Anthropological linguistics

This article should be merged with Linguistic anthropology.

Anthropological linguistics is a branch of linguistic anthropology, however, it inverts the usual study of humans through the languages they use, to study language through human genetics and human development - thus it is properly a branch of linguistics more than anthropology.

It has had its major impact in the studies of visual perception (especially colour) and bioregional democracy, both of which are concerned with distinctions that are made in languages about perceptions of the environment.

Conventional linguistic anthropology also has implications for sociology and self-organization of peoples. Study of the Penan people, for instance, reveals that they have six different and distinct words for "we" - which implies a rather more detailed understanding of cooperation, consensus and consensus decision-making than English. Anthropological linguistics studies these distinctions rather more deeply, and relates them not just to lifeways but to actual bodily adaptation in the senses, much as it studies those made in languages regarding the colours of the rainbow: seeing the tendency to increase the diversity of terms as evidence that there are distinctions that bodies in this environment must make, leading to situated knowledge and perhaps a situated ethics, whose final evidence is the differentiated set of terms to mean "we".

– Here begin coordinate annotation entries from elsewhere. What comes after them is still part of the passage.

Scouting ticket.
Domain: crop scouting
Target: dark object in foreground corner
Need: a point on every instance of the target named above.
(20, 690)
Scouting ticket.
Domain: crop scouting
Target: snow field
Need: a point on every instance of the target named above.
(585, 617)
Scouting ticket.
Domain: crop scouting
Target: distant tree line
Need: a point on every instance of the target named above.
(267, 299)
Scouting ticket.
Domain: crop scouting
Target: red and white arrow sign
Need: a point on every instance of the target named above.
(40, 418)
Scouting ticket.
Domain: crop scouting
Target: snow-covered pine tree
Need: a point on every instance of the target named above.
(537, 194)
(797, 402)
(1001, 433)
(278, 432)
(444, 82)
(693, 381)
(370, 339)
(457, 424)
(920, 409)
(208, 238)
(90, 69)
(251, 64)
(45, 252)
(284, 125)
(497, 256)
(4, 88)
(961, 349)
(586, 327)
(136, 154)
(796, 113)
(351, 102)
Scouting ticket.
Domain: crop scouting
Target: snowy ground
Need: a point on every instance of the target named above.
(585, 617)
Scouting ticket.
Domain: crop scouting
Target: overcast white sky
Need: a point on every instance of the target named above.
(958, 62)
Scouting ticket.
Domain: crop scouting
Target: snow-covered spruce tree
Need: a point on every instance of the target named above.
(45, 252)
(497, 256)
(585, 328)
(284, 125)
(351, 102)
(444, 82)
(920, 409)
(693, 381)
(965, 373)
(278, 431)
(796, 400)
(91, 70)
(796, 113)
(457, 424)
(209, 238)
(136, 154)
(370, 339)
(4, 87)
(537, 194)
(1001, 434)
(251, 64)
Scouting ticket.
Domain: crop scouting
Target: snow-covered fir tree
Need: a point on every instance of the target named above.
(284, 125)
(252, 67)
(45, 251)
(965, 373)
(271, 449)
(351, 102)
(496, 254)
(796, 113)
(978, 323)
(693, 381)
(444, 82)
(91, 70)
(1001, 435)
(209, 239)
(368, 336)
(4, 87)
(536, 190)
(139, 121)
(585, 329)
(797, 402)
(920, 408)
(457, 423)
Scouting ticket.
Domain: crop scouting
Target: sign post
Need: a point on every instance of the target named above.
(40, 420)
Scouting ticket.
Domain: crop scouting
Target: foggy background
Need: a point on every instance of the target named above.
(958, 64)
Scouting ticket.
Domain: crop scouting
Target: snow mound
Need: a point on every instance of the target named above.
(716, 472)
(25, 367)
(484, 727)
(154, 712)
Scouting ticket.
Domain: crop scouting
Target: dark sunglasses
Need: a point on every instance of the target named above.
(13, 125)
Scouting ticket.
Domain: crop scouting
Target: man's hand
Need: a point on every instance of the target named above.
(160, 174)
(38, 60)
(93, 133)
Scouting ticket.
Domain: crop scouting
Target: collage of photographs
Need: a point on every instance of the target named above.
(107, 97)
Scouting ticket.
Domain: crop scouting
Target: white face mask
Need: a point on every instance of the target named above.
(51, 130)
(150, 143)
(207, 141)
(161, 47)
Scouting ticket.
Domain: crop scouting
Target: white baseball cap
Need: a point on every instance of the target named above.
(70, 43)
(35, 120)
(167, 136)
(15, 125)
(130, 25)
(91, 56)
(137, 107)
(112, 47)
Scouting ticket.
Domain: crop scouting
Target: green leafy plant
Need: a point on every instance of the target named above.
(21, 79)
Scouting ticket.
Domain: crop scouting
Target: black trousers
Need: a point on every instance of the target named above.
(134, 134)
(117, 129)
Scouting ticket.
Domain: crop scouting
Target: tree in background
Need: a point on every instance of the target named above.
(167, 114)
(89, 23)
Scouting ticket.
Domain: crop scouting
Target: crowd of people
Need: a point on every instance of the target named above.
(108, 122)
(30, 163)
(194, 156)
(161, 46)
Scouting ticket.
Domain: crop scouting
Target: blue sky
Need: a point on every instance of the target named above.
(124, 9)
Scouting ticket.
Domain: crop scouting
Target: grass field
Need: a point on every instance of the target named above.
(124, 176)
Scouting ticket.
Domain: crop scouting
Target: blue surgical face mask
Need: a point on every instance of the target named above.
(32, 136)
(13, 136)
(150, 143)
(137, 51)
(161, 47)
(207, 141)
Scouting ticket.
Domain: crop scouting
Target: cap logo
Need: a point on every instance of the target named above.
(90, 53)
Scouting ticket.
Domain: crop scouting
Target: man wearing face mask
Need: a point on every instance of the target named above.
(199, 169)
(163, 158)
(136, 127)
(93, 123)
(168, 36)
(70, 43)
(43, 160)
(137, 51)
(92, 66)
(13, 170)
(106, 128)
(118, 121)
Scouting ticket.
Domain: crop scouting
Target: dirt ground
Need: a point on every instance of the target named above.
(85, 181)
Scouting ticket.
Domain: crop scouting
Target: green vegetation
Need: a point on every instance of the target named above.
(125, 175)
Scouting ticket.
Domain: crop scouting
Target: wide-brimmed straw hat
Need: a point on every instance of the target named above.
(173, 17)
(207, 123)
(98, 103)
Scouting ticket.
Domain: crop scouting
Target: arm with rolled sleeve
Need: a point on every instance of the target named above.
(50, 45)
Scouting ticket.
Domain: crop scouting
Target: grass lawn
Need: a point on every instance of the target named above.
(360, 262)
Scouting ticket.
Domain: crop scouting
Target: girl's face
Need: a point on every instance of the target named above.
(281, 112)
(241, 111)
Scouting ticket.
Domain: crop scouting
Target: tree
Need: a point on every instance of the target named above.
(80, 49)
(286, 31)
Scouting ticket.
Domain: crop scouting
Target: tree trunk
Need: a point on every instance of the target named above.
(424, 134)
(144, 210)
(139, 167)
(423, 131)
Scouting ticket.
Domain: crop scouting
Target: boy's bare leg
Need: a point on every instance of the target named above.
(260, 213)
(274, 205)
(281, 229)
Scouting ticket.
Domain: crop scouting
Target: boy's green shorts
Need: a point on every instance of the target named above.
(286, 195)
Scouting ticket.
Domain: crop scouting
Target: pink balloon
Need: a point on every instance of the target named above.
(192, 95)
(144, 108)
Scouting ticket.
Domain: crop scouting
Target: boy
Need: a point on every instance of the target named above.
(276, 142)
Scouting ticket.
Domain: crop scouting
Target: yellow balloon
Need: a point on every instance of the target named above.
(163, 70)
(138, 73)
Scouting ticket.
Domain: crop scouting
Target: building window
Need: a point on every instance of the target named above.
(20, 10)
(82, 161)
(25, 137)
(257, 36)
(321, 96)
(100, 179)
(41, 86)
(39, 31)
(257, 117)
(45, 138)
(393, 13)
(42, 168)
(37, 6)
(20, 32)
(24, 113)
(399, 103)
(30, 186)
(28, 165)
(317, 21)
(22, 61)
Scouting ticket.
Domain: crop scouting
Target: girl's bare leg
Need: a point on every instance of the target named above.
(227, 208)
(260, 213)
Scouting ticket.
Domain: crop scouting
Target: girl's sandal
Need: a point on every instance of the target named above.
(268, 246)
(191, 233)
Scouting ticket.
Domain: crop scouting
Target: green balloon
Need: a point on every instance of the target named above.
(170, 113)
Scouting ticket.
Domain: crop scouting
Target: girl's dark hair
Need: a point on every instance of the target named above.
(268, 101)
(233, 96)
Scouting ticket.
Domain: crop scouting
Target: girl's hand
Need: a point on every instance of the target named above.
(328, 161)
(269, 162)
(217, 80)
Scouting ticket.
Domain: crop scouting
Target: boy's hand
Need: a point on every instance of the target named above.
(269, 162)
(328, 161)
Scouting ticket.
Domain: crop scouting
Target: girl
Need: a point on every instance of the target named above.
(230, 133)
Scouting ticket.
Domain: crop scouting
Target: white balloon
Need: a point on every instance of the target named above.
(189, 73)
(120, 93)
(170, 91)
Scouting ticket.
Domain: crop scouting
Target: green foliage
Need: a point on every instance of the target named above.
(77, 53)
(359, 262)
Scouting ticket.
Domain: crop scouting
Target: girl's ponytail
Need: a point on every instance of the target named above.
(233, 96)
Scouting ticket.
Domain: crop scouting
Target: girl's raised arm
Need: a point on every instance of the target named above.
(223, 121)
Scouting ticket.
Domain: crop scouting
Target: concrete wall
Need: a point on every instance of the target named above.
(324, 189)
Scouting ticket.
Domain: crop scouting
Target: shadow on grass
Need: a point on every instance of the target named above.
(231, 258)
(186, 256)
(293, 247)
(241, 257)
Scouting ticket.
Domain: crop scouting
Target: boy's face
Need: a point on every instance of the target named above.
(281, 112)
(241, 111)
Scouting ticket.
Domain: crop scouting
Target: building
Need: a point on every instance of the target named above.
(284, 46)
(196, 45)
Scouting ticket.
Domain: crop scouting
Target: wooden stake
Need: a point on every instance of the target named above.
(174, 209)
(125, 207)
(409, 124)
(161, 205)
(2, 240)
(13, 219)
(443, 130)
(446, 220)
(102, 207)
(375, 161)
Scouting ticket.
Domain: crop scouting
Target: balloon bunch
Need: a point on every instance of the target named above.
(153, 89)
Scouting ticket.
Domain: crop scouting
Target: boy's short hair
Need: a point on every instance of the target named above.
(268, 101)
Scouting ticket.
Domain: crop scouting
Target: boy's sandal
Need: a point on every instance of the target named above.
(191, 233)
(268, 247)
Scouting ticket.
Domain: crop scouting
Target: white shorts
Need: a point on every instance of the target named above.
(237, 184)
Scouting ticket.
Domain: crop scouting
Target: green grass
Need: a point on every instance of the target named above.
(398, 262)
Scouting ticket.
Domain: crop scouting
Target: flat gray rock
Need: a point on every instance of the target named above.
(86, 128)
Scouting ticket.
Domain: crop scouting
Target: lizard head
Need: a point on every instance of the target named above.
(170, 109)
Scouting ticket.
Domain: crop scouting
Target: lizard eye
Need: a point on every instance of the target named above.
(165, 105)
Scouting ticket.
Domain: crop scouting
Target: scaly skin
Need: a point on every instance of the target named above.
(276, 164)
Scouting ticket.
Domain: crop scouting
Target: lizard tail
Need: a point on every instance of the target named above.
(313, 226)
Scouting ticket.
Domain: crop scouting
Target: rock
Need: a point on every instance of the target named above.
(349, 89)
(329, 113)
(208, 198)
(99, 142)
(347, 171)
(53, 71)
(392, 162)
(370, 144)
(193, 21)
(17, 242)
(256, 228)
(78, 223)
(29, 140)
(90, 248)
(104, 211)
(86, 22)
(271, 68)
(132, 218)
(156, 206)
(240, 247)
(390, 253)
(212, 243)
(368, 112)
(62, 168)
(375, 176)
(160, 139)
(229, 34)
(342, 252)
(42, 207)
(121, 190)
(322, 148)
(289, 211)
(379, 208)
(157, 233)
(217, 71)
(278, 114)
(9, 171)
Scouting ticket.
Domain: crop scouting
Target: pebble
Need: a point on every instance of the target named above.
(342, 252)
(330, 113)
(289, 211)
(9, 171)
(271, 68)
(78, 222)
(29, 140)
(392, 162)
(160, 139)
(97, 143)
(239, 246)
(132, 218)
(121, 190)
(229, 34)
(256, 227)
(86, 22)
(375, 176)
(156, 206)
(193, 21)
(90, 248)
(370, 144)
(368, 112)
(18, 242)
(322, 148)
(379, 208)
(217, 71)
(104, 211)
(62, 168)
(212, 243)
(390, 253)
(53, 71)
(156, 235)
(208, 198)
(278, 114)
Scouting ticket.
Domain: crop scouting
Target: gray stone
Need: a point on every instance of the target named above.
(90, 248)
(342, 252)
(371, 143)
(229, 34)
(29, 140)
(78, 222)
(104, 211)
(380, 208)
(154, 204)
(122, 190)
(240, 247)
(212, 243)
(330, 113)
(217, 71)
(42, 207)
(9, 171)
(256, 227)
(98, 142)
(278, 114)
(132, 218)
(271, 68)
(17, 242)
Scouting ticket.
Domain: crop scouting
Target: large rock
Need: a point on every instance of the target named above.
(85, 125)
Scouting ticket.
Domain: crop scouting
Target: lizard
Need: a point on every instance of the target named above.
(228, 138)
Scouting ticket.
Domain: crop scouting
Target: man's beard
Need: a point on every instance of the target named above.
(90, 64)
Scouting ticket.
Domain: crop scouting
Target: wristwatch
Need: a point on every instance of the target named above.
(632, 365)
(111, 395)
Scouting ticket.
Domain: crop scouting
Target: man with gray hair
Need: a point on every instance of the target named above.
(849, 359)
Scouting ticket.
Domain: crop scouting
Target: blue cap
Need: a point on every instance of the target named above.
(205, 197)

David Nettle, in Linguistic Diversity, 1998, notes "the amazing fact that the map of language density in the world is the same as the map of species diversity: i.e. where there are more species per unit of area, there will be more languages too." Thus to increase linguistic adaptation and respect for diversity may also be to conserve habitat and increase biodiversity.

Mark Fettes in Steps Towards an Ecology of Language, 1996, sought "a theory of language ecology which can integrate naturalist and critical traditions" and An Ecological Approach to Language Renewal, 1997, that would approach a transformative ecology via a more active, perhaps designed, set of tools in language. This would seem to cross the line from science to activism, but is well within the anthropological tradition of study by the participant-observer. In this sense, the new we answers the age-old question who's we and subject-object problem of conventional critical philosophy, at least to a degree.